Startup Waco will reimburse participants in the pilot program for child-care and transportation costs, and even assist with staffing costs if they have to hire people to cover for them while away.

“We acknowledge the dignity of their time and effort,” Passavant said.

Organizers took stock of which businesses might have been hit the hardest by COVID-19, settling on retail and food services. From those sectors, they sought out ventures owned by women or minorities, which traditionally and during the pandemic have faced unique obstacles to staying afloat.

If the pilot program performs well, and if Passavant proves successful in his fundraising efforts, Startup Waco may offer additional classes, possibly focusing on supply chain management, manufacturing and technology.

“Money to keep Startup Waco going truly comes from private individuals and corporations. I’m going out nationally and locally,” Passavant said. “The survival of these small micro-businesses is as instrumental to our growth here in Waco as huge corporations moving in. They help create a culture, a fabric of the city. We would cease to be Waco if they were lost.”

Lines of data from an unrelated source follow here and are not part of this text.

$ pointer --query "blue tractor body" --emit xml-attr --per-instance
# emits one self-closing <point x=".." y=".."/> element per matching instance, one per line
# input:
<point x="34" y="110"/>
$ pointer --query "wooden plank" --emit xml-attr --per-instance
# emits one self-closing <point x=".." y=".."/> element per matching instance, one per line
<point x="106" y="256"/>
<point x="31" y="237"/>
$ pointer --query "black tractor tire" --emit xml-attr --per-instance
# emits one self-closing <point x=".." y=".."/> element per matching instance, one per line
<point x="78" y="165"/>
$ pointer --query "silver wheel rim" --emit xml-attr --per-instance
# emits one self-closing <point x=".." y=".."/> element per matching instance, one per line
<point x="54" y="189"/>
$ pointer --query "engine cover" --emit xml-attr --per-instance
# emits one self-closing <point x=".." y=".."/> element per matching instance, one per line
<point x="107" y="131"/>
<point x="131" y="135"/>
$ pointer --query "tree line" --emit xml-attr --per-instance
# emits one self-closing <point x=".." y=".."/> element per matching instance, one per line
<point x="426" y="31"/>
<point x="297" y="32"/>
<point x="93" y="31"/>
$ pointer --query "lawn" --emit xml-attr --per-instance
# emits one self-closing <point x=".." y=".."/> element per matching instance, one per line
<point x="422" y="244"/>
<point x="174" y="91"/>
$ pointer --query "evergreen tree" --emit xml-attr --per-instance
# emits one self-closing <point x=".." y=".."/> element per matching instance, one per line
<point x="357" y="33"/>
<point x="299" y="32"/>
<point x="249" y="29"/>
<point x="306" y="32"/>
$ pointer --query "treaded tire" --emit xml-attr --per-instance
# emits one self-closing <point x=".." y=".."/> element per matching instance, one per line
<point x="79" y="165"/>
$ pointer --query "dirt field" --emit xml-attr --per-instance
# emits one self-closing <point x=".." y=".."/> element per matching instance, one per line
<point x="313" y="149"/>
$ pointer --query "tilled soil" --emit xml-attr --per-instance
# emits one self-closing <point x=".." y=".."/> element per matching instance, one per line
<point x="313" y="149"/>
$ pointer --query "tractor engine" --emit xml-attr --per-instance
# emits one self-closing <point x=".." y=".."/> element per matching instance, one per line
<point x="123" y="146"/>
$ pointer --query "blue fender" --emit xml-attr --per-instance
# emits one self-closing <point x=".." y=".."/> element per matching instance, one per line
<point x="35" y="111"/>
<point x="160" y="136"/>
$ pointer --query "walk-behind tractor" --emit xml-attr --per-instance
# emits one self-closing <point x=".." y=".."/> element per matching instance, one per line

He said he hopes to involve McLennan Community College and Texas State Technical College more in the Startup Waco initiatives.

Justin Crossie, a regional administrator with the Small Business Administration, said he visited with Passavant during a visit to Waco.

“We talked about small businesses that may not have a formal relationship with lenders, may not have all the resources needed to access the Payroll Protection Program,” Crossie said, referring to a forgivable loan program for businesses that was part of a federal coronavirus relief package. “We certainly applaud Jon’s efforts to reach out even further with his incubator. The SBA and its resource partners stand ready to assist in any way we can to map out a path forward.”